As in the original publication, two clinician-reported outcome measures were also collected, the Imatani Score, and the CMS; similarly, we could also identify a less strong correlation of these scores with the NCS-G (Imatani: ρ = 0.646; CMS: ρ = 0.621) [9]. A recent retrospective study could identify a slightly stronger correlation of the NCS with the CMS in a selected subgroup of 58 patients undergoing ACJ stabilization procedures (ρ = 0.79) [14]. Neither floor nor ceiling effects could be observed in our validation and in that by Vishwanathan et al. [48]. The NCS-G was able to detect the change after the index visit, with high ES and SRM, slightly inferior to that reported in the original publication (ES = 1.92) and in the study by Vishwanathan et al. (ES and SRM of 1.8 and 2.6, respectively)[48].

Few other scores have been proposed, to assess clinical outcomes after injuries to the clavicle, ACJ, and SCJ or treatment of chronic pathologies of these structures; however, none of them reaching wide international diffusion. Jubel et al. designed and validated in Germany a multidimensional score to evaluate outcomes after clavicular midshaft fractures, containing subjective and objective element as well as radiographic assessment for fracture healing [22]. The diffusion of this score has remained limited to German-speaking countries due to the lack of an English translation and the need of a trained clinician to collect data. Some specific uni- or multidimensional scores for ACJ dislocations have been developed more than 30 years ago, before the development of strict criteria to create such outcome collection tools, as the Imatani and the Taft scores [21, 45]. More recently, a multidimensional clinician-reported outcome score called Acromioclavicular Joint Instability Score was described by Scheibel et al. [30, 40] and a multidimensional PROM called Specific AC Score by Barwood et al. [4, 10].

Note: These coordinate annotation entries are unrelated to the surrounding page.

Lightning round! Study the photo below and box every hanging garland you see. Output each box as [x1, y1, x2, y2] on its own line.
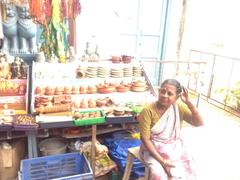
[29, 0, 81, 63]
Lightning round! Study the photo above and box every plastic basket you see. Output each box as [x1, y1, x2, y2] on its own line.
[73, 111, 106, 126]
[19, 153, 93, 180]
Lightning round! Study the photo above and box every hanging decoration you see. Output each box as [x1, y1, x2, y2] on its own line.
[29, 0, 81, 63]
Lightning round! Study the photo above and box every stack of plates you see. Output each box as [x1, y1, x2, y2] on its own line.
[131, 80, 147, 92]
[97, 67, 110, 78]
[123, 66, 133, 77]
[86, 66, 98, 78]
[111, 68, 123, 78]
[133, 66, 142, 77]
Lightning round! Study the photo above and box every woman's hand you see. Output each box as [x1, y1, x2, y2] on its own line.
[162, 159, 175, 177]
[181, 86, 190, 104]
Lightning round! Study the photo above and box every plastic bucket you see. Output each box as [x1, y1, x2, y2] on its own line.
[39, 138, 68, 156]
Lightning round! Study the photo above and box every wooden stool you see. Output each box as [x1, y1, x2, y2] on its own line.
[122, 146, 149, 180]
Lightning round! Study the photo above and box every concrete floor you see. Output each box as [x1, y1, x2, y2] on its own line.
[97, 100, 240, 180]
[182, 101, 240, 180]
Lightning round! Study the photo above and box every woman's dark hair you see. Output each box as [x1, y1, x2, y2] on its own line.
[161, 79, 182, 95]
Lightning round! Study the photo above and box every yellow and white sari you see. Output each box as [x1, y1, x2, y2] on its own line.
[141, 105, 196, 180]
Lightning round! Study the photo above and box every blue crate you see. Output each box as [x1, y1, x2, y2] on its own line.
[19, 153, 93, 180]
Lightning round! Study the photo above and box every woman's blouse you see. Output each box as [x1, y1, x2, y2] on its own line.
[139, 101, 192, 138]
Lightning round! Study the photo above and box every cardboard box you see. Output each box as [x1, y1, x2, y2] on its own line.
[0, 138, 26, 180]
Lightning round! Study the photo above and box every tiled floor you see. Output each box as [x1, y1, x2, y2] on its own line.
[182, 99, 240, 180]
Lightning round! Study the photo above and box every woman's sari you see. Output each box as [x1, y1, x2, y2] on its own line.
[142, 105, 196, 180]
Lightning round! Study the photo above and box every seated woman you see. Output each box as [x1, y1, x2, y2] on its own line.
[139, 79, 204, 180]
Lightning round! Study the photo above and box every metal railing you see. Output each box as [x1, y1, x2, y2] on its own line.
[188, 50, 240, 117]
[141, 50, 240, 117]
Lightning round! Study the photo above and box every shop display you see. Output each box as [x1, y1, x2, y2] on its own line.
[31, 61, 155, 124]
[0, 53, 28, 116]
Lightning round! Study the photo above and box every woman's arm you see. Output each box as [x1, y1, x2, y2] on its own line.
[141, 137, 175, 177]
[181, 87, 204, 126]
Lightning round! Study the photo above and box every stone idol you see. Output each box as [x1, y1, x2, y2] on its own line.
[2, 4, 37, 54]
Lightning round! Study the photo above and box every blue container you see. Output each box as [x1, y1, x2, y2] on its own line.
[19, 153, 93, 180]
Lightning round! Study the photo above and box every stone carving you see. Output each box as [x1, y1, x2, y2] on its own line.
[18, 7, 37, 53]
[2, 4, 18, 53]
[2, 4, 37, 54]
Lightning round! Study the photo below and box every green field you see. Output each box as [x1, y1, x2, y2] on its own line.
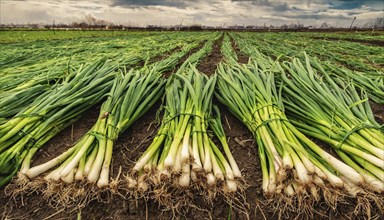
[0, 30, 384, 219]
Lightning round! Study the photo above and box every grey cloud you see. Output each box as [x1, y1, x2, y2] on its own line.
[112, 0, 192, 8]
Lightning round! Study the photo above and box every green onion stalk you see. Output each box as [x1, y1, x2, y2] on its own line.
[22, 68, 164, 188]
[215, 57, 374, 200]
[322, 62, 384, 104]
[0, 60, 115, 186]
[22, 43, 198, 188]
[128, 65, 241, 192]
[279, 56, 384, 193]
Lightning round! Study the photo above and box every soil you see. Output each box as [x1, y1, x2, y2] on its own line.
[0, 35, 384, 219]
[197, 35, 224, 76]
[313, 37, 384, 47]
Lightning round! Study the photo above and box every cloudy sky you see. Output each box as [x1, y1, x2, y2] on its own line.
[0, 0, 384, 27]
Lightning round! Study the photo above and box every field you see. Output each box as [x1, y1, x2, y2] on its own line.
[0, 30, 384, 219]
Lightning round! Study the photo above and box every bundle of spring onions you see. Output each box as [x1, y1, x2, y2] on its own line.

The strengths of this study are the presence of a power analysis guaranteeing sound statistical results and the adherence to international guidelines throughout the design and conduction process [5, 31]. Limitations of this study include the choice of a slightly different patient population from that enrolled in the original publication, in which ACJ osteoarthritis was the dominant pathology. Our choice reflects that of Vascellari et al., who validated the Italian version on a cohort of patients who had received surgical treatment for injuries of the ACJ. A possible source of bias when comparing this validation study to the previous ones regards the choice of different retest intervals to evaluate test–retest reliability and sensitivity to change. Furthermore, the use of the concept-retention version of the DASH score was preferred to the full version to reduce the patient’s burden in completing the set of PROMs. Since both the QuickDASH and the full DASH outcome measure are valid, reliable, responsive and can be used for clinical and research purposes, we opted for the first version [6]. Finally, some patients were excluded from the analysis of the CMS due to pain or functional limitations impeding abduction > 90°; this can bias the assessment of the construct validity when comparing the NCS-G to the CMS.

Conclusions

The proposed German version of the NCS is reliable, valid, reproducible, sensible to changes and well accepted by patients, showing analogous psychometric properties to the original English version. These properties make it recommended for outcome assessment after injuries and degenerative pathologies of the clavicle, ACJ and SCJ in German-speaking countries.